One day one of them will step into the Union Buildings and find the rot is institutional and, because they did not speak out timeously, they will just have to continue on the same rotten route.
This article first appeared in The Times
Zuma has comprehensively demonstrated that he is an incompetent disaster
Justice Malala
14 December 2015
There are some among us who think that last week‘s shocking removal of Nhlanhla Nene from the Finance Ministry was about President Jacob Zuma.
They are wrong. Last week‘s irrational, irresponsible event was about Cyril Ramaphosa, the man many think can yank the ANC back to its proud traditions and the country back to its winning ways, and his main antagonist for the ANC presidency, Nkosazana Dlamini-Zuma.
What happened last week was about the “good” men and women in the top leadership of the ANC and their ability to now rise and speak their truth to power.
We know, despite Zuma‘s hollow assurances on Friday, that Nene was removed for standing for what‘s right at SAA and on the nuclear building programme. We know that Zuma is a man who has failed to take advice on SAA because of the presence of his close friend Dudu Myeni in the chairman‘s position at SAA. We know that three ministers have been shunted aside or, in Nene‘s case, lost their positions over this.

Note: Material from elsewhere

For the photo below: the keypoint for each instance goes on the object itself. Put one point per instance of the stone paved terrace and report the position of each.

Crucially, we know that, since 2009, Zuma has comprehensively demonstrated that he is an incompetent disaster who shouldn‘t have been allowed anywhere near the levers of national power.
That explains why, according to an Afrobarometer survey released last month, about 50% of self-identified ANC supporters say they distrust Zuma, and 45% disapprove of him and his track record.

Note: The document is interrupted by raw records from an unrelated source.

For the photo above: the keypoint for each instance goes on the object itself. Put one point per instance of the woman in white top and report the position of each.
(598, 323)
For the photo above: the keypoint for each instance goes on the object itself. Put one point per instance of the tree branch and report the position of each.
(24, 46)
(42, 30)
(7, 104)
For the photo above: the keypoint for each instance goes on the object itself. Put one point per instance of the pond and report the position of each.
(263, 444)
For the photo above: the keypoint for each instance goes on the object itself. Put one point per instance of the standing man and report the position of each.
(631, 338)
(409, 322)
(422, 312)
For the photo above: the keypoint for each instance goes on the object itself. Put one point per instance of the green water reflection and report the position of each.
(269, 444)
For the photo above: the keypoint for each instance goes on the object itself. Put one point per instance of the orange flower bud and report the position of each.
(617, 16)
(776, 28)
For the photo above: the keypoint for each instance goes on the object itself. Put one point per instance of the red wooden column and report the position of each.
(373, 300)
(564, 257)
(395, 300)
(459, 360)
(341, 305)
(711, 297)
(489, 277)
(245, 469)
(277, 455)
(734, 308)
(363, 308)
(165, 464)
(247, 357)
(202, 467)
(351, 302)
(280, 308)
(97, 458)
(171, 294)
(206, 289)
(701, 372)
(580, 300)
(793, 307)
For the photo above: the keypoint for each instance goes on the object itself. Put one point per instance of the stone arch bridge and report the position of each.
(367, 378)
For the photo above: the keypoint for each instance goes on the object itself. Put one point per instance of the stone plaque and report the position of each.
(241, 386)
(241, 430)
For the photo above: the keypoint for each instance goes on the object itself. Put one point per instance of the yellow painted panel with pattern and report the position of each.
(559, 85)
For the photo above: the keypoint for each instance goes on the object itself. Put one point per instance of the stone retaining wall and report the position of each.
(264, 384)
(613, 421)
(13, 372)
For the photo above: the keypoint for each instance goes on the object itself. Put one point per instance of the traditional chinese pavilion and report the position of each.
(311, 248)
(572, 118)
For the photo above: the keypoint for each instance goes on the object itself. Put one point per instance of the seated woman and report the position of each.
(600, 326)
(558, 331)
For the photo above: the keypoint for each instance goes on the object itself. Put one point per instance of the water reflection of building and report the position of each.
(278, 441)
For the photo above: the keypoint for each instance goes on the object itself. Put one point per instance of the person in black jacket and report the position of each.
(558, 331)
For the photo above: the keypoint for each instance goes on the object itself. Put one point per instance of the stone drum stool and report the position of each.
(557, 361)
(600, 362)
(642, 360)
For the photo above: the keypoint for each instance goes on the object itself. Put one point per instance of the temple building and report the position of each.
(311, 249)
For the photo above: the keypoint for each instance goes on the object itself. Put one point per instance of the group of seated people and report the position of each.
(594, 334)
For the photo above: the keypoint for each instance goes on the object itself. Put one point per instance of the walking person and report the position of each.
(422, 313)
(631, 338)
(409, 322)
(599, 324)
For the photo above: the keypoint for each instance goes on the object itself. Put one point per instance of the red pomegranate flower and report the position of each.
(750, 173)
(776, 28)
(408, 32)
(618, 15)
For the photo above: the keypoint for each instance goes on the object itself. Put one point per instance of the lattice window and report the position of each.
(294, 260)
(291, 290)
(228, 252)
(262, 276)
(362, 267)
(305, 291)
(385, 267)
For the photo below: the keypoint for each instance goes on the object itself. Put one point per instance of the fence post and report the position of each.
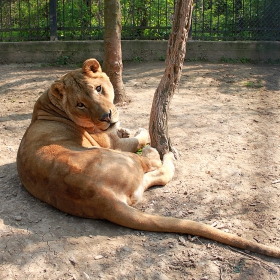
(53, 21)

So, for some of us, last week‘s events were depressing but not unexpected or even surprising. A time had to come when Zuma, after destroying virtually all the institutions of accountability in this country, would aim for the honey pot. He first appointed Pravin Gordhan, a fellow intelligence and MK operative, to the Finance Ministry. Gordhan would not budge on fiscal policy or be swayed to enrich the president‘s cronies.
So he was shunted aside to deal with local government. Nene, went the logic, would be malleable. He was, after all, politically weak. But he wasn‘t weak at all. When pressured to look elsewhere while state coffers were being pilfered in the SAA-Airbus deal, he refused. So he fell.
That is why last week‘s events are about Zuma‘s No2, Ramaphosa, the deputy president of the ANC and of the country. Is this what the billionaire lawyer, trade unionist, negotiator and statesman left his billions for — to be part of an administration that runs the Treasury as if it's some irresponsible child‘s piggy bank?
Where was Ramaphosa this week? The pressure on the Treasury‘s director-general, Lungisa Fuzile, must be immense. Will Ramaphosa step up for him and his team?
Where is Gwede Mantashe, the man who drove to Pretoria in the middle of the night to tell President Thabo Mbeki that the ANC wanted him out of the Union Buildings? Where is Nkosazana Dlamini-Zuma, the woman who, as of this weekend, is most likely to become president of the ANC in 2017?
Is this mess — a collapsed economy, anaemic currency, massive state debt, huge unemployment — what she would like to inherit when she ascends to power?
These and many other leaders have been missing in action. It is true that Ramaphosa serves at the pleasure of the president, but sometimes history demands a voice and some action. Just as Zuma went on the offensive against Mbeki in 2005, Ramaphosa should decouple from this disastrous leader of his party. Otherwise the rot that now surrounds Zuma attaches to Ramaphosa too.
What to do? If they are any different from Zuma, then Ramaphosa, Dlamini-Zuma and Mantashe must stand up and show their disgust at what is happening to their party and their country now. Waiting does not just ruin the ANC and South Africa. It ruins them too.
One day one of them will step into the Union Buildings and find the rot is institutional and, because they did not speak out timeously, they will just have to continue on the same rotten route.